After regaining his sight, Henry's father says, "The Buddhists got it right. It's all an illusion." This could be taken as a reference to the Buddhist idea of Maya, but it could also be understood as a reference to the immediate postmortem state described in the Tibetan (Buddhist) Book of the Dead. In this state, we are told, the newly dead (or not quite dead) person inhabits a world of thought-forms. Unless he recognizes these forms as illusory, he will be trapped on the wheel of rebirth.

It's clear that the random persons gathered at the scene of Henry's accident are the inspiration for the thought-forms peopling his experience. But I'm not so sure the same applies to the three people Henry knew in life - mother, father, girlfriend. All of them died before Henry, and I suspect that when they appear in his story, they are not thought-forms but spirits sharing his dream in the bardo.

Each has a different level of awareness. Henry's father is entirely unaware. Like Bruce Willis in The Sixth Sense, he does not know he is dead. He does not even know his own identity. He is blind, literally and symbolically, until Henry opens his eyes, prompting him to say, "I see ... everything," as well as his words about Buddhism.

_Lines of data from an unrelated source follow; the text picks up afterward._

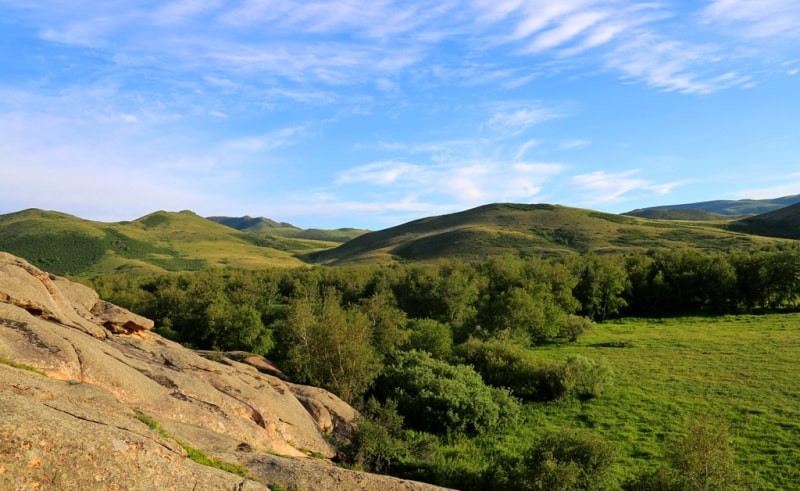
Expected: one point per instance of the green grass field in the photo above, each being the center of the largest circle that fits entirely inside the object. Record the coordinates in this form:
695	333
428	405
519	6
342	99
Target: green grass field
739	370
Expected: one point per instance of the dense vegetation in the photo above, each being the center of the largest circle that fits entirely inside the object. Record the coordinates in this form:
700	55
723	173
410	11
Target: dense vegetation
493	374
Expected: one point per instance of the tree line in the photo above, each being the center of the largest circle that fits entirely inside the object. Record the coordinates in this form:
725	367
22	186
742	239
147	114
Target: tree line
439	352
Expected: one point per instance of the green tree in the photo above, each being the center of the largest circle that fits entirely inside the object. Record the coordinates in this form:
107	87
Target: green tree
430	336
567	460
602	283
437	397
703	457
330	346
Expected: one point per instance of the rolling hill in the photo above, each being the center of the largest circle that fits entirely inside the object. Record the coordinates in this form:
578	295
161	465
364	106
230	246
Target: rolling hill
158	242
283	229
539	229
784	222
714	210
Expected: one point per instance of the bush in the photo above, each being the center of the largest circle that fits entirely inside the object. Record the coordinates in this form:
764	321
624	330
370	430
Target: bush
584	378
431	336
704	457
567	460
437	397
502	363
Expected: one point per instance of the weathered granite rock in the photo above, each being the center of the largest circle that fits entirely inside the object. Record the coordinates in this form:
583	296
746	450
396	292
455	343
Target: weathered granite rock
74	436
75	429
308	474
31	289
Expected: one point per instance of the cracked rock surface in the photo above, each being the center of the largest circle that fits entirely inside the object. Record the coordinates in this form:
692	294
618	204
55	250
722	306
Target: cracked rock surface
75	428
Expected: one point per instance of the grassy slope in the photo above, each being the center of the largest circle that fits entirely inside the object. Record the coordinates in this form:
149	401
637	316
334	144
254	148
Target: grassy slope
269	227
161	241
784	222
742	370
528	229
730	208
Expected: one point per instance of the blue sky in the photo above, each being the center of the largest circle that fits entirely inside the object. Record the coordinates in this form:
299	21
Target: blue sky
370	113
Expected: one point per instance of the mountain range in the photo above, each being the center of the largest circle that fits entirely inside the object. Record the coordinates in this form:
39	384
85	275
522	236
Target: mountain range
184	241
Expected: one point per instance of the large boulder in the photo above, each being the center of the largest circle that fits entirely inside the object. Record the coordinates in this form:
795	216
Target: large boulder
75	427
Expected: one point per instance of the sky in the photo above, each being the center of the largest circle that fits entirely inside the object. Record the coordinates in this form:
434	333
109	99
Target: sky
372	113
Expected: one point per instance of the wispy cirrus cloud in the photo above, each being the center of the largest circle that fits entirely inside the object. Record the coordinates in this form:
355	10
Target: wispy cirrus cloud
512	118
464	182
602	187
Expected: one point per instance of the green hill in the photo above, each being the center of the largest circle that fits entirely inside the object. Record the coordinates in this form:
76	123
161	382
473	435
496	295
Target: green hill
540	229
784	222
678	214
283	229
250	224
728	208
161	241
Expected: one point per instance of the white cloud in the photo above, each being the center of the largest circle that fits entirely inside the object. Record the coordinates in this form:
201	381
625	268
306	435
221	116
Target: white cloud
511	119
672	65
471	182
570	144
603	187
523	149
383	173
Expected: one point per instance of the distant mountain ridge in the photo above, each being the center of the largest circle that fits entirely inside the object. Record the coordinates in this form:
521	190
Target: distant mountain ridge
783	222
159	242
266	225
250	224
184	241
713	210
537	229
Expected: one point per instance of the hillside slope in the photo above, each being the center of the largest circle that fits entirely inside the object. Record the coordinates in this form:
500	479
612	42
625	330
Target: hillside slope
539	229
283	229
158	242
712	210
91	399
784	222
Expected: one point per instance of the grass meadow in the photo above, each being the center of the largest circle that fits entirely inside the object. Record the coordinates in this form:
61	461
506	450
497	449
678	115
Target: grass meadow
742	371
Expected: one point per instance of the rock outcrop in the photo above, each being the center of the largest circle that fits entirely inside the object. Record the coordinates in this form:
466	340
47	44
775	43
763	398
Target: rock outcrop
76	428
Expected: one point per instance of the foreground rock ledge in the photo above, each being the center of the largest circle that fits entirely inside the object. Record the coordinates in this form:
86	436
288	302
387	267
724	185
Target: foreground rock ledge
76	427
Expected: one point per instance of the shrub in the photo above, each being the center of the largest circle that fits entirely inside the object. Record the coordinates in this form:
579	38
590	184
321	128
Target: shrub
567	460
704	457
584	378
437	397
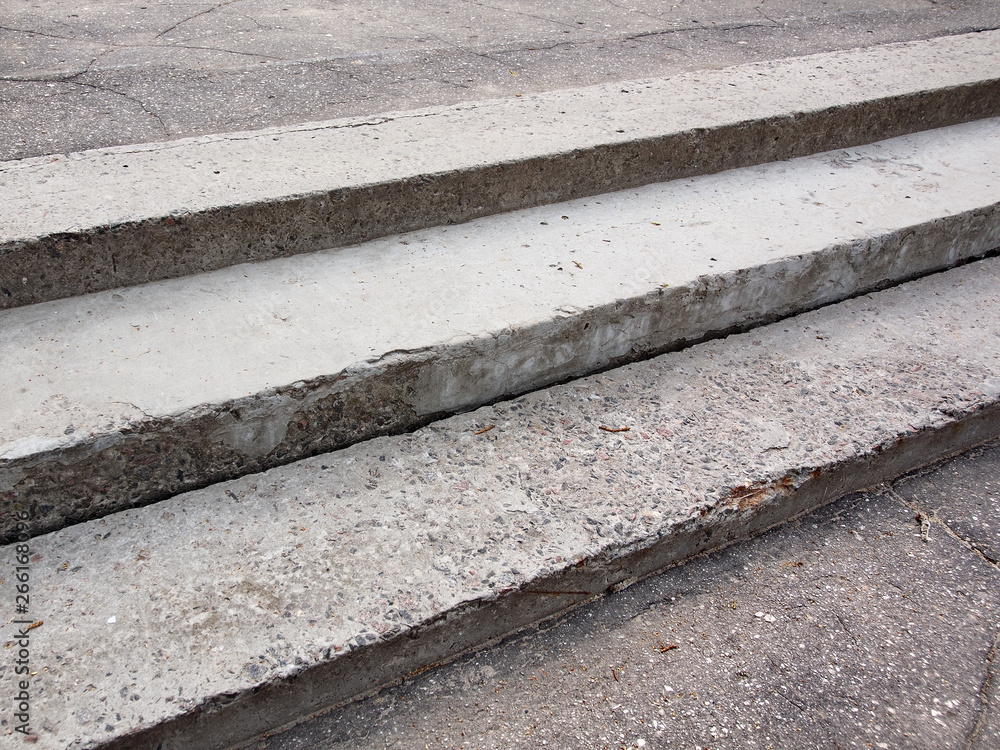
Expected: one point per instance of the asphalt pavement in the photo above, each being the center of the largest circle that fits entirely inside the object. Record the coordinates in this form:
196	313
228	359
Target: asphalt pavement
74	76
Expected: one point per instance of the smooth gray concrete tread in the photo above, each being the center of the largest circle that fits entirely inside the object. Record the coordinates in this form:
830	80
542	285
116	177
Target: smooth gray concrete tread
845	628
110	218
122	398
215	615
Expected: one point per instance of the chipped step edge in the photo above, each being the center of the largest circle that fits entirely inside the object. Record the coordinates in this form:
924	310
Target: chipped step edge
75	479
899	379
225	721
463	170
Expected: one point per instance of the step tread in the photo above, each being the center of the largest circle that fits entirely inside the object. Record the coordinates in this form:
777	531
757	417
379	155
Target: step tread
450	318
310	570
118	216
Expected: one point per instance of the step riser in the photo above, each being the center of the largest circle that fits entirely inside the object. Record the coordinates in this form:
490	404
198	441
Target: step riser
184	238
219	725
158	458
429	543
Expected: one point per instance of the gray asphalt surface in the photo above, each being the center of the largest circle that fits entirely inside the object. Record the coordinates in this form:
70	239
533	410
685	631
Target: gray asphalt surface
106	73
843	629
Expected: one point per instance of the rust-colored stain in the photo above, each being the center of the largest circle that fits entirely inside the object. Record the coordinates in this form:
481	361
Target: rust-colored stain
748	497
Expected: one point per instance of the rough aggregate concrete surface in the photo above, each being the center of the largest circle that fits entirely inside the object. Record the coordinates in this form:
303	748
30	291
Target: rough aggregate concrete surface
846	628
75	77
126	397
348	570
108	218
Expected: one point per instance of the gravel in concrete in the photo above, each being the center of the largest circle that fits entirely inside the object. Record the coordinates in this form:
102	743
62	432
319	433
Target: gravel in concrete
842	629
211	616
115	217
74	77
127	397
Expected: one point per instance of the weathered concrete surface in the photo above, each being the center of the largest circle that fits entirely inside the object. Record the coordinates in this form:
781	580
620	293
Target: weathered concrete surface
219	612
843	629
115	217
80	77
127	397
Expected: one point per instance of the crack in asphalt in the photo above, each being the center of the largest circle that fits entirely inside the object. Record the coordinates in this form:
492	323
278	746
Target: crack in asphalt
194	16
37	33
134	100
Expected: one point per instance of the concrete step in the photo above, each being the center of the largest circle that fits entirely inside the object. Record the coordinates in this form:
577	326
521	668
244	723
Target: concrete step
125	397
120	216
218	614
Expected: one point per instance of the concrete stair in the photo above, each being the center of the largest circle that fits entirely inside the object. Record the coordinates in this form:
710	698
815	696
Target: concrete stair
246	497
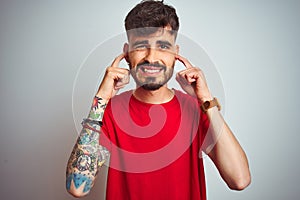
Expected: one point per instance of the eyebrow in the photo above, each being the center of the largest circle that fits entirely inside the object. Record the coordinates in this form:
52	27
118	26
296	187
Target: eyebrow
140	42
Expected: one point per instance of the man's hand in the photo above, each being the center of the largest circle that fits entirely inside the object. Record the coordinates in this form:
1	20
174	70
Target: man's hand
114	79
192	80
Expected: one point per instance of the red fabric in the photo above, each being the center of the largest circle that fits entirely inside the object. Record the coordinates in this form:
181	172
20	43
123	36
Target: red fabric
164	164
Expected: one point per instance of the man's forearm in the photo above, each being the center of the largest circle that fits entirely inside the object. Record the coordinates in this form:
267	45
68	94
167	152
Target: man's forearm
87	155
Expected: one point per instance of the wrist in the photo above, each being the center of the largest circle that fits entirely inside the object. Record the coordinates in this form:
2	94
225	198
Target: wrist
97	109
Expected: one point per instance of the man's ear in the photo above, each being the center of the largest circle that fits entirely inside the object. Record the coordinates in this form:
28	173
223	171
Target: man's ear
125	51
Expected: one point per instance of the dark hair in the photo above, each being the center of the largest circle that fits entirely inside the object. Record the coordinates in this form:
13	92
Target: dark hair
152	13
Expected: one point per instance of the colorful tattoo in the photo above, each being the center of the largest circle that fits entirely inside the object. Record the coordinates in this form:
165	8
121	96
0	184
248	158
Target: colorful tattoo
87	155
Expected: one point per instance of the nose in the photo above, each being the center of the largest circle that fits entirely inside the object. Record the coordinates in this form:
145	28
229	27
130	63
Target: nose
151	55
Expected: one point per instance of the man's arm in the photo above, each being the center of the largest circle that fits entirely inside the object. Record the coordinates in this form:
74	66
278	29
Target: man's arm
220	143
226	152
87	155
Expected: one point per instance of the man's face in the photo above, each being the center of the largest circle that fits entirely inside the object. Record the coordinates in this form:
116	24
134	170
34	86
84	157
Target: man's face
152	58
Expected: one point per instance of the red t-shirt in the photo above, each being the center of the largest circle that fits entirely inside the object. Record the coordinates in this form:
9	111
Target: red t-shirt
154	148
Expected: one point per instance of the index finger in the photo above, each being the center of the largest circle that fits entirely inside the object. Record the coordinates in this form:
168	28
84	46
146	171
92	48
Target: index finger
184	61
117	60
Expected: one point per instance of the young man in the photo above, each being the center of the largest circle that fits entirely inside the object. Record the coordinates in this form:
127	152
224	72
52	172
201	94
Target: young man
151	136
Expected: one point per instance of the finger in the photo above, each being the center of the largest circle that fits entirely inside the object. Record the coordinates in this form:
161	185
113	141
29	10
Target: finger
117	60
184	61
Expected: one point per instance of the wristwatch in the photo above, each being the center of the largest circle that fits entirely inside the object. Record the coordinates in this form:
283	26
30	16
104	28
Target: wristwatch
209	104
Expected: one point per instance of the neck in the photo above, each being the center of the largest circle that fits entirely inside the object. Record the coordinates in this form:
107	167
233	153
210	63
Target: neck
162	95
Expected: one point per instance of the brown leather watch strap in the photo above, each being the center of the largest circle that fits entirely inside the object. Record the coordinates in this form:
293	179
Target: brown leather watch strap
209	104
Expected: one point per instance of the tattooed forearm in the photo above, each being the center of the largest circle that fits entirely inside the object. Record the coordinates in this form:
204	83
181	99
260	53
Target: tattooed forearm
87	155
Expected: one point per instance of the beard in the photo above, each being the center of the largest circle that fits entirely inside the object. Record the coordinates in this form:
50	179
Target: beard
151	83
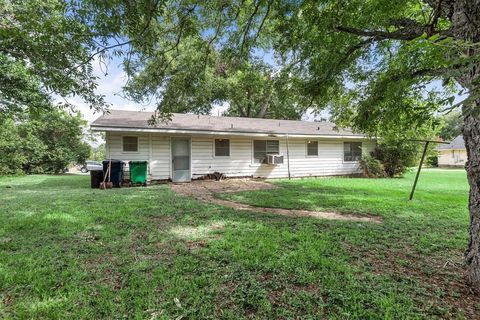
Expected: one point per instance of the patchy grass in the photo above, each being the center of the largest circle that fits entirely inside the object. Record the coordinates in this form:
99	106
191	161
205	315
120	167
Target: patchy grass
67	251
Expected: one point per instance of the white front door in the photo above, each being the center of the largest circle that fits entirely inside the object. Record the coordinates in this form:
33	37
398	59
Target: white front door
181	160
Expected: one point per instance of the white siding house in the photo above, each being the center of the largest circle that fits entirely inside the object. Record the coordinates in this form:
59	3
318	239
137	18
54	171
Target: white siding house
453	154
183	149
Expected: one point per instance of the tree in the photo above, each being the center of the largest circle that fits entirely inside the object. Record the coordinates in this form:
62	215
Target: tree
375	63
45	49
452	125
46	142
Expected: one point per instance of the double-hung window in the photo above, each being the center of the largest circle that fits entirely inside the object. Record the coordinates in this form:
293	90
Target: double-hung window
312	148
222	147
263	147
130	144
352	151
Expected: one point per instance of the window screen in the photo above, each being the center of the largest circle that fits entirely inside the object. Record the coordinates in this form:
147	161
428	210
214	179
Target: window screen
263	147
352	151
130	144
312	148
222	147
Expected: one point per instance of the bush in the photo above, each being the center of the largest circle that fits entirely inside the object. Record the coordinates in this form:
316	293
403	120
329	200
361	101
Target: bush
371	167
396	155
42	143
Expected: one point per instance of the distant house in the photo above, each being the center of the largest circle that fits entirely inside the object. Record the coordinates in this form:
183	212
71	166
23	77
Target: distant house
453	154
191	146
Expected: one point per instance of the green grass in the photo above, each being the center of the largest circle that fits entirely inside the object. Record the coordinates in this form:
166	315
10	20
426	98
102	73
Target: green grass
67	251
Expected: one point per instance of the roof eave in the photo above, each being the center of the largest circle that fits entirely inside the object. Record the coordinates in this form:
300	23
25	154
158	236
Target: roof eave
230	133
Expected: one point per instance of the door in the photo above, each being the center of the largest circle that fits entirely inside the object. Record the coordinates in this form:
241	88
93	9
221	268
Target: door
181	160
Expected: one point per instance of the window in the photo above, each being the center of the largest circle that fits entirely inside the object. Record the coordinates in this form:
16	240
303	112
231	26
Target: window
312	148
263	147
130	144
222	147
352	151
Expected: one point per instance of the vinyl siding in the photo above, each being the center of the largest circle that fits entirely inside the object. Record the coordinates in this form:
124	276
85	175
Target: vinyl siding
455	158
156	149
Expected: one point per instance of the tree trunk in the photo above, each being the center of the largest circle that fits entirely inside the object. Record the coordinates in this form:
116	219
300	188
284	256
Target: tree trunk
471	134
465	22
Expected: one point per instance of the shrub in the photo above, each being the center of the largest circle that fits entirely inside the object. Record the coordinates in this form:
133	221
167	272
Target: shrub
371	167
396	155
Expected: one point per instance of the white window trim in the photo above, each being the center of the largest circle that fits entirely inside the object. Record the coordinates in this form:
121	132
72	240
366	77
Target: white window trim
306	149
253	163
343	153
138	144
229	148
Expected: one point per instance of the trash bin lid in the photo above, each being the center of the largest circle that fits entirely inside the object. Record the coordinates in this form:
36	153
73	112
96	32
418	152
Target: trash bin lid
113	161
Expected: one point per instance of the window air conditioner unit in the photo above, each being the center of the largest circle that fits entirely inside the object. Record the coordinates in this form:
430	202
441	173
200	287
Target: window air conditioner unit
274	159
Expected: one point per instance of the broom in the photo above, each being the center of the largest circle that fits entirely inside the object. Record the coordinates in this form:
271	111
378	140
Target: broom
107	185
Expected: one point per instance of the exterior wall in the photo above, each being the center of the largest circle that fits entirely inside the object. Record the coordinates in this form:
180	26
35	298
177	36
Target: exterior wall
452	158
156	149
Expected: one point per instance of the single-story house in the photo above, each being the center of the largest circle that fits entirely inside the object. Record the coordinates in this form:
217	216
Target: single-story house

Having seen through the illusion, he walks out of the shared dream experience and disappears.

Henry's mother is somewhat aware all along. She knows who she is, she knows something bad happened, but she is confused about the details and does not know she is dead. Her cloudy thinking is indicated by the scarf around her head, suggestive of brain trauma. Like an earthbound spirit, she haunts her own house (which she visualizes unfurnished, as it will be after the estate sale) and conjures up a long-dead pet for company. She recognizes Sam as Henry because all the thought-forms are projections of Henry's mind.

Finally, Henry's girlfriend appears to be fully aware of her circumstances. She is shown acting a role in a play, which is precisely what she is doing in Henry's experience. She places special emphasis on Hamlet's line, "I could be bounded in a nutshell and count myself a king of infinite space, were it not that I have bad dreams," an exact description of Henry's condition (spoken in Sam's presence, because, like the mother, she recognizes Sam as Henry's alter ego).

Her name is given only as Athena. I suspect this is an alias generated by Henry's mind; Athena was a goddess, and Henry was devoted to this woman. Even Henry's last name, Letham, appears to be an alias. It's an anagram of Hamlet, whose bad dreams disturbed the infinite space of his subjective prison, and who is the literary character most closely associated with pondering one's own mortality.

There are many possible interpretations, of course, but I think this one may come closest to the filmmakers' intentions. Then again, I might be completely wrong!